Student research opportunities
Linguistic Topic Models
Project Code: CECS_812
This project is available at the following levels:
Honours, Masters, PhD
Keywords:
text analysis, topic models, non-parametric methods, natural language processing, machine learning
Supervisor:
Dr Wray BuntineOutline:
Topic models allow statistical summaries of documents with a more semantic bent. They are developed using latent Bayesian statistical models using non-parametric methods, Monte Carlo Markov Chain sampling and variational methods. How might these models be extended to provide more statistical support for some of the standard tasks in natural language processing such as parsing, collocation analysis, unsupervised part of speech processing and sentiment analysis? Moreover, how might standard pseudo-semantic resources such as WordNet and the Wikipedia be used as well?

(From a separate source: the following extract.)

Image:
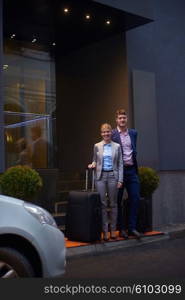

NOTE 1: not really an Honours project, but some variation could work.
NOTE 2: feel free to be creative and suggest an alternative!
Goals of this project
Topical latent variable models for some task in natural language processing.
Requirements/Prerequisites
Basic Bayesian statistical computing methods (MCMC, distributions), exposure to natural language processing or machine learning, some programming experience.
Background Literature
See recent papers by group and the ALTA 2011 invited talk, given at my NICTA website.